# How similar/how different?

## Comparing the five extant texts of the Gettsyburg Address

This notebook looks at word lenghts and word frequency.



## Load texts from github

In [None]:
import scala.io.Source
val names = Vector("bancroft", "bliss", "everett", "hay", "nicolay")    
val baseUrl = "https://raw.githubusercontent.com/neelsmith/gettysburg/master/texts/"
val urls = names.map( f => baseUrl + f + ".txt")
val texts = urls.map(u => Source.fromURL(u).getLines.mkString("\n"))

We can zip the names together with the text content and create a map, so that we can retrieve text content by name.

In [None]:
val textsMap = (names zip texts).toMap

## Word length

We'll use Bancroft's text in this example.

We'll split (tokenize) the text on runs of 1 or more white space characters.  For counting purposes, we don't care about case, so we'll create our word list by transforming every word to its lower-case version.


In [None]:
val words = textsMap("bancroft").split("[\\s]+").toVector.map(w => w.toLowerCase)
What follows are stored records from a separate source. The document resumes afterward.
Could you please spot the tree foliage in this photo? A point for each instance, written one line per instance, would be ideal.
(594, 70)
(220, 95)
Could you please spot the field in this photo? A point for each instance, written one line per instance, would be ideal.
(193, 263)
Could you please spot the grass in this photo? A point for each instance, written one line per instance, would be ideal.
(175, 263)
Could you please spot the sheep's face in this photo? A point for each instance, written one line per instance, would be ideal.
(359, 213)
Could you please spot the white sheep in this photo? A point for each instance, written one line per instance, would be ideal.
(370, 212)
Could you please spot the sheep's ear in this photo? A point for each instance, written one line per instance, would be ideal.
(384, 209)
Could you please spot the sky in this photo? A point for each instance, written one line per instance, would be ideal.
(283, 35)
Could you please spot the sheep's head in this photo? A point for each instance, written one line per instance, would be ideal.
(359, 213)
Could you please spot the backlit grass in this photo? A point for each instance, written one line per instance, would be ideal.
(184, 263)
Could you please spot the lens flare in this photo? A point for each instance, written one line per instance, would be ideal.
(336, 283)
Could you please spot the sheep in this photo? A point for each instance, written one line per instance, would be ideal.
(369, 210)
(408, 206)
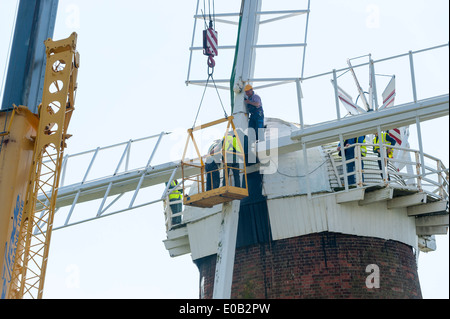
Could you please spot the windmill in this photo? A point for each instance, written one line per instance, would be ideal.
(401, 134)
(72, 194)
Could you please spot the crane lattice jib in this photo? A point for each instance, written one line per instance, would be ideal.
(54, 117)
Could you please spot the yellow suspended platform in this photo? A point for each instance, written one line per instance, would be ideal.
(220, 176)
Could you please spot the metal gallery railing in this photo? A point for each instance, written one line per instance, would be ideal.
(406, 171)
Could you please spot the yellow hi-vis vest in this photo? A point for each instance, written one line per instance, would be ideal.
(390, 151)
(232, 149)
(231, 144)
(364, 148)
(176, 194)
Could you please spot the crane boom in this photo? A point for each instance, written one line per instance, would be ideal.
(30, 254)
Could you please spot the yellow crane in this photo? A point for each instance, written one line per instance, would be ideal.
(30, 163)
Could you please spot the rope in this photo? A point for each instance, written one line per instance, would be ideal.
(210, 76)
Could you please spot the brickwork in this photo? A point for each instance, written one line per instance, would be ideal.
(321, 265)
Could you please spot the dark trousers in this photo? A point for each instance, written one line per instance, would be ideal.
(176, 208)
(256, 122)
(212, 176)
(233, 168)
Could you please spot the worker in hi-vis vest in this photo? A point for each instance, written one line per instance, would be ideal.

## Clustering Vector contents with `groupBy` 




In [None]:
val groupedBySize = words.groupBy(w => w.size)

In [None]:
val sortedKeys = groupedBySize.keySet.toVector.sorted.reverse

In [None]:
sortedKeys.map { k =>
  k + " characters long: " + groupedBySize(k).size + " word(s)."
}

## Word frequency


In [None]:
val groupedByWord = words.groupBy(w => w).toVector


In [None]:
val frequencies = groupedByWord.map{ case (word, wordList) => (word, wordList.size)}

In [None]:
val mostToFewest = frequencies.sortBy{ case (w,freq) => freq }.reverse

## Options for plotting in a Jupyter notebook environment

Just because it's fun.

## Configuration


In [None]:
// Make plotly libraries available to this notebook:
import $ivy.`org.plotly-scala::plotly-almond:0.7.1`

In [None]:
// Import plotly libraries, and set display defaults suggested for use in Jupyter NBs:
import plotly._, plotly.element._, plotly.layout._, plotly.Almond._
repl.pprinter() = repl.pprinter().copy(defaultHeight = 3)

In [None]:
val items = mostToFewest.map(freq => freq._1)
val counts = mostToFewest.map(freq => freq._2)

val zipf = Vector(
  Bar(x = items, y = counts)
)
plot(zipf)